New Social Insurance Parental Benefit Payment
New payment for employees and the self-employed to be paid for two weeks for each parent – to commence in November 2019.

Health
• Prescription charges for all medical card holders under 70 will reduce from €2.00 per item to €1.50 per item.
• The threshold for the Drugs Payment Scheme will reduce from €134 to €124.
• €75m has been allocated to the National Treatment Purchase Fund for next year (€55m in 2018).
• €25 increase in weekly income threshold to qualify for GP visit cards.

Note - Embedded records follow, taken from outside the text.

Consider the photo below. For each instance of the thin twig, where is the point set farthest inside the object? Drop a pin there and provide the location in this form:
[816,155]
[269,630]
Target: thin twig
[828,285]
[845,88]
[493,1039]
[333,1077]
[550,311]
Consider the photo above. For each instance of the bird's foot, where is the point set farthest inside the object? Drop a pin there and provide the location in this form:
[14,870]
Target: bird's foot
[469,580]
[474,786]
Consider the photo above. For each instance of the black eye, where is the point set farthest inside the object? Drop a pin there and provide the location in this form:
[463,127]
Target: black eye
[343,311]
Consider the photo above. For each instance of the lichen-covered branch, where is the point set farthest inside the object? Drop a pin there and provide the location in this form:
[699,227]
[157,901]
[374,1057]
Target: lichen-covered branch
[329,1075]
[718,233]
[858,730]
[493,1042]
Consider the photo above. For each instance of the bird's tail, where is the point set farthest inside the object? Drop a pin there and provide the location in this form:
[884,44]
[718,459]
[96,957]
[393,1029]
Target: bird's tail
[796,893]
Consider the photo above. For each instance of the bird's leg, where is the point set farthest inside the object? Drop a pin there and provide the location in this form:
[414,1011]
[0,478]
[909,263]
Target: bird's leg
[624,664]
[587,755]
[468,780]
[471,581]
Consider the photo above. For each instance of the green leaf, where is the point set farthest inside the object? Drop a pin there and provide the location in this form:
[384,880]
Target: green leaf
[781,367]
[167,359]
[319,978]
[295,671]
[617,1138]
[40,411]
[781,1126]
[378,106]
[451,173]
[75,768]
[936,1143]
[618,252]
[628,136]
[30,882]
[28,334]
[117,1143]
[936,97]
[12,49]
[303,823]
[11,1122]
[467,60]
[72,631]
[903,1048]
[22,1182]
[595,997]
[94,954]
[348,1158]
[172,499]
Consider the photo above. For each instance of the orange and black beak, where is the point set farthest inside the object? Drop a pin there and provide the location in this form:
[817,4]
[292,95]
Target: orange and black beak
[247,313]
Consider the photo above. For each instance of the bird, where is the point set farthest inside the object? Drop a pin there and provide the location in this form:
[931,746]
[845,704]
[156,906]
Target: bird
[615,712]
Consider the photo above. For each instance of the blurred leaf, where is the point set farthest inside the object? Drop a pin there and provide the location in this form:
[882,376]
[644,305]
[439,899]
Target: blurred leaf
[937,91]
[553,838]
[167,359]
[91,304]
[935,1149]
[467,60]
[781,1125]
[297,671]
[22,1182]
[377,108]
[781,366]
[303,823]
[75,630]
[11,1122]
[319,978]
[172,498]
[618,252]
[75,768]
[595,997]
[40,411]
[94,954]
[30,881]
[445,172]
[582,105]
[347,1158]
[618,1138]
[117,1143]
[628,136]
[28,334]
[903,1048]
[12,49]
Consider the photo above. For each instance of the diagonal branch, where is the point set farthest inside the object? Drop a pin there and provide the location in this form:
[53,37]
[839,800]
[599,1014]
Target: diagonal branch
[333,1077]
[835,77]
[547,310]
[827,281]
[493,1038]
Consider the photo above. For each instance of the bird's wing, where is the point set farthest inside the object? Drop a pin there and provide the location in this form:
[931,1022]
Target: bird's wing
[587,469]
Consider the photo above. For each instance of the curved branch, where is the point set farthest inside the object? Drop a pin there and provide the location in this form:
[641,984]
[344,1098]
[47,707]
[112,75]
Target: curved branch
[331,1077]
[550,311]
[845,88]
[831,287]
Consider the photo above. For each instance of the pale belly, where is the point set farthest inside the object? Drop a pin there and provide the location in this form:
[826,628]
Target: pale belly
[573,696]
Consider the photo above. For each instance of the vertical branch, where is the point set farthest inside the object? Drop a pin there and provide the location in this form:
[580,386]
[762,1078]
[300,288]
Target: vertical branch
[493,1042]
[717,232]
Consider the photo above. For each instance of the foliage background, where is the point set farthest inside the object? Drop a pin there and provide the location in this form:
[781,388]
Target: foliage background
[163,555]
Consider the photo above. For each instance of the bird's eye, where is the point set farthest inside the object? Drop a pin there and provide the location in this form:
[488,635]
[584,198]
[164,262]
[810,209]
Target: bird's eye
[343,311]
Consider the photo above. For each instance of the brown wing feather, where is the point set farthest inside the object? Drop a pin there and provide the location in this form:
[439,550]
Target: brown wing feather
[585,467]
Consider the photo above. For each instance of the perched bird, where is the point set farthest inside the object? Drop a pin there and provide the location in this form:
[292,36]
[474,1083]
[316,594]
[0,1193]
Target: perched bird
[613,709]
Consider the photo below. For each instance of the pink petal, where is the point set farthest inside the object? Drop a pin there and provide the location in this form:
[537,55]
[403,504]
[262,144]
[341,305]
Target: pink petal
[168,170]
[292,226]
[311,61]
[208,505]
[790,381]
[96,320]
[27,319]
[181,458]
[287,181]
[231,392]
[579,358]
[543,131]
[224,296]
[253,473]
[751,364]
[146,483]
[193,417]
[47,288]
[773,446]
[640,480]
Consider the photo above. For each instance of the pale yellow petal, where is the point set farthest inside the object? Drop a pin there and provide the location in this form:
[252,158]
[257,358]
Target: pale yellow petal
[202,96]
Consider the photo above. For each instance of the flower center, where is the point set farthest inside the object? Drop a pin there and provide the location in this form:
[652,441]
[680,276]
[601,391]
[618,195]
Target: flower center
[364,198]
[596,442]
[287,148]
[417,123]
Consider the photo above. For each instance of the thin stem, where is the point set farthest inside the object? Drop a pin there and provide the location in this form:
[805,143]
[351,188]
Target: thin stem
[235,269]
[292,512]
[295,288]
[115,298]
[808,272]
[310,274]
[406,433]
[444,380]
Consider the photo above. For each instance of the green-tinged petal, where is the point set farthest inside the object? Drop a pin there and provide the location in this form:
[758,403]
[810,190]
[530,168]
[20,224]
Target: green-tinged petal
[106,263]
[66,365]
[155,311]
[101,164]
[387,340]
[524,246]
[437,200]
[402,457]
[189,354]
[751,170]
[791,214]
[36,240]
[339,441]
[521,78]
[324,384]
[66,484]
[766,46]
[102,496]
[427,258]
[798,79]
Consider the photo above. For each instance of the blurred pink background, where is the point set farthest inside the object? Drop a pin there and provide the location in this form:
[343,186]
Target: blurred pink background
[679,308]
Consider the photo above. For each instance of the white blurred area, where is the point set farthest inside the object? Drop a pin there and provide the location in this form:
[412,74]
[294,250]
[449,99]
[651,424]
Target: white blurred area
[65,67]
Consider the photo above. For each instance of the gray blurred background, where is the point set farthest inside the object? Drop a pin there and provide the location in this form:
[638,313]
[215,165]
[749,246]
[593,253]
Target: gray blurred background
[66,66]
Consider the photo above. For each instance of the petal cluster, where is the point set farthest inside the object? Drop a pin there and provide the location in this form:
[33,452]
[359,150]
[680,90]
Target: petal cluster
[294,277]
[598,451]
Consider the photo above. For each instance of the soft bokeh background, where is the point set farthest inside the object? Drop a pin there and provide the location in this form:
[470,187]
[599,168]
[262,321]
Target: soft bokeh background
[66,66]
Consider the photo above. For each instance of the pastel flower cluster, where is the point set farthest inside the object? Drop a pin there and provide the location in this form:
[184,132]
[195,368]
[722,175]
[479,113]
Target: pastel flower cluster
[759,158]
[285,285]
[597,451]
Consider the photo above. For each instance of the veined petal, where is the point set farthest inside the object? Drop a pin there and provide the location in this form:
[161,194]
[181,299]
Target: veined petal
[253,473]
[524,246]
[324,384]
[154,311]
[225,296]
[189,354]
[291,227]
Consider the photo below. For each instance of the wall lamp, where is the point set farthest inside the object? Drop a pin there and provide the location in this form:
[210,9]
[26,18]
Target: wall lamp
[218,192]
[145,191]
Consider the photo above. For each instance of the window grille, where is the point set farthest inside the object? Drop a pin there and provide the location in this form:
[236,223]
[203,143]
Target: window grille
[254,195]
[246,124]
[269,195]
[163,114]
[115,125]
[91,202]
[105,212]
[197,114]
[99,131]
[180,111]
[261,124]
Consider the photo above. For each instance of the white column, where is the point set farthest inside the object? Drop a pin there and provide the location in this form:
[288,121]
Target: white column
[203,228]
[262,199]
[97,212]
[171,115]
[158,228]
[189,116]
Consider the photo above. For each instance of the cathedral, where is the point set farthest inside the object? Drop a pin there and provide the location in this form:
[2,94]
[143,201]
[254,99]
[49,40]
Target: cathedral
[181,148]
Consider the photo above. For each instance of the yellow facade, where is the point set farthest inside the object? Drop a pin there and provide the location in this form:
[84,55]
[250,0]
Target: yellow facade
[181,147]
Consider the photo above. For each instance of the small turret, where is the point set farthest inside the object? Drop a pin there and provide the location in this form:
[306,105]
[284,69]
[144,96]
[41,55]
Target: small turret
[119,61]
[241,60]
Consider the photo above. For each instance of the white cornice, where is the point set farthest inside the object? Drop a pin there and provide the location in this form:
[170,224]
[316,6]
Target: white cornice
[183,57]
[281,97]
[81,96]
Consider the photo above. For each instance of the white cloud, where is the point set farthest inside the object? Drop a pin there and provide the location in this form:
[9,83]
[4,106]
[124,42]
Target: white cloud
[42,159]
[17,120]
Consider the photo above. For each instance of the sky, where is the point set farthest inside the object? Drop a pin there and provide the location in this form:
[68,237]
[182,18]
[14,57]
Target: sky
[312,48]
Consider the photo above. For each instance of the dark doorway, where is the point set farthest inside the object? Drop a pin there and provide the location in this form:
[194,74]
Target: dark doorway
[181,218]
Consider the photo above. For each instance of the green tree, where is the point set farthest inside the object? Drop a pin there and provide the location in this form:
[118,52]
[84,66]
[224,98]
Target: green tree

Rural and Community Development

An additional €53m in capital is allocated next year to fund the first round of projects under the new Rural Regeneration and Development Fund.
Supports include: Leader, Rural Recreation and Community Development. Specifically, €55m is allocated to the Rural Regeneration and Development fund.

Walk Scheme
An extra €2m for the expansion of the Walks Scheme and €1.2m for the Peace Programme.

Economic growth (GDP): GDP growth of 7.5% in 2018 with projected growth of 4.2% in 2019.

Government deficit: The projected deficit for 2018 is 0.1% of GDP and 0% in 2019.

Unemployment rate: Currently at 5.8% and projected to fall to 5.2% on average in 2019.

Government debt: GDP ratio: This is projected to reach 64% of GDP by end 2018, falling to 61.4% in 2019.